Inflammation in the Abdomen: A Comprehensive Guide to Peritonitis

Peritonitis is a serious and potentially life-threatening condition involving inflammation of the peritoneum, the thin tissue lining the inner wall of the abdomen and covering most abdominal organs. This condition demands prompt medical attention to prevent severe complications and improve patient outcomes.

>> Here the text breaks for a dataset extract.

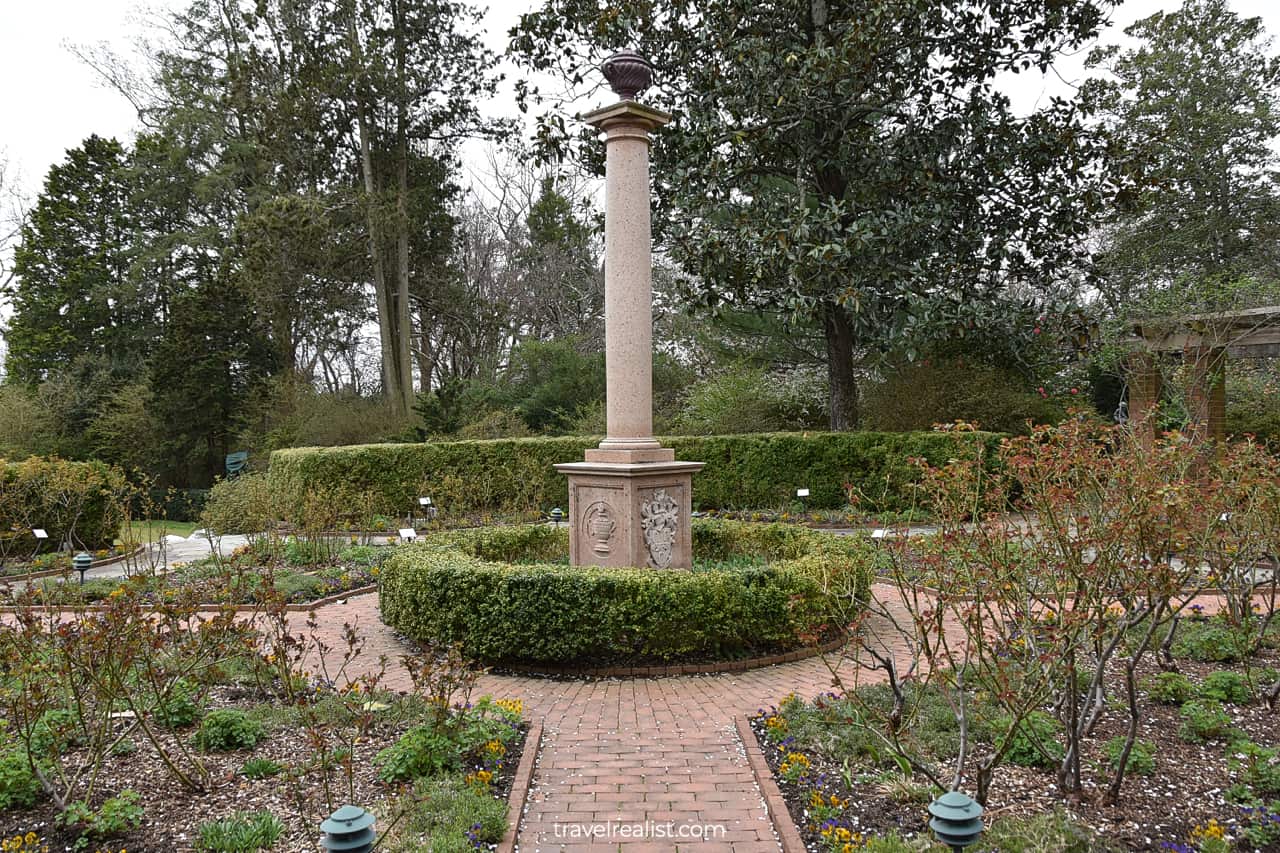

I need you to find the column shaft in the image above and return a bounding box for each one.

Inflammation in the Abdomen: A Comprehensive Guide to Peritonitis

Peritonitis

Symptoms

  • Severe Abdominal Pain: Often sudden and worsens with movement, coughing, or touch.
  • Abdominal Tenderness and Rigidity: Abdomen feels hard and is very tender to touch.
  • Bloating and Distension: Visible swelling of the abdomen due to fluid or gas buildup.
  • Fever and Chills: Signs of the body fighting infection or inflammation.
  • Nausea and Vomiting: Often accompanied by loss of appetite.
  • Altered Bowel Movements: Diarrhea or constipation can occur.
  • Fatigue and Malaise: General feeling of unwellness, weakness, and fatigue.
  • Thirst and Reduced Urine Output: Signs of dehydration from vomiting or fever.

Causes

  • Primary Peritonitis (Spontaneous Bacterial Peritonitis): Occurs without a clear source of infection, often in patients with pre-existing conditions like liver cirrhosis or nephrotic syndrome.
  • Secondary Peritonitis: More common, caused by perforation or rupture in the abdomen, leading to contamination. Common causes include:
    • Appendicitis
    • Diverticulitis
    • Perforated Peptic Ulcer
    • Trauma (surgery, accidents, stab wounds)
    • Pancreatitis
    • Peritoneal Dialysis

Diagnosis

  • Medical History and Physical Examination: Doctor asks about symptoms, duration, pre-existing conditions, and recent surgeries. Exam checks for tenderness, rigidity, and guarding.
  • Laboratory Tests:
    • Blood Tests: Look for elevated white blood cell count and inflammatory markers.
    • Blood Cultures: Identify the causative organisms (especially in primary peritonitis).
  • Imaging Studies:
    • X-rays: Detect free air under the diaphragm (perforated GI tract).
    • Ultrasound: Identify fluid collections, abscesses, or organ-related issues.
    • CT Scans: Provide detailed abdominal cavity images to find the source of infection or perforation.
  • Peritoneal Fluid Analysis:
    • Paracentesis: A sample of peritoneal fluid is extracted and analyzed for white blood cells, bacteria, and chemical composition. High white blood cells or bacteria confirm peritonitis.

Treatment

  • Antibiotic Therapy:
    • Empiric Antibiotics: Broad-spectrum antibiotics are given immediately to cover a wide range of bacteria.
    • Targeted Antibiotics: Once specific bacteria are identified, antibiotics may be adjusted.
  • Surgical Intervention:
    • Emergency Surgery: Often needed for secondary peritonitis to address the underlying cause (repairing ulcers, removing appendix, cleaning the abdomen).
    • Drainage of Abscesses: May be drained surgically or percutaneously (through the skin with imaging guidance).
  • Supportive Care:
    • Intravenous Fluids: Maintain hydration, correct electrolyte imbalances, and support blood pressure.
    • Pain Management: Provide analgesics to manage severe pain.
    • Nutritional Support: Patients who cannot eat may require total parenteral nutrition (TPN).
  • Monitoring and Follow-Up: Regularly monitor vital signs, blood tests, and imaging studies to assess treatment effectiveness and detect complications.

Disclaimer:

The information provided in this article is for educational purposes only and should not be considered medical advice. If you have any health concerns or are experiencing symptoms, it is important to consult with a healthcare professional, such as a doctor or clinic, for proper diagnosis and treatment. Always seek the advice of your doctor or other qualified health provider with any questions you may have regarding a medical condition. Do not disregard professional medical advice or delay in seeking it because of something you have read in this article.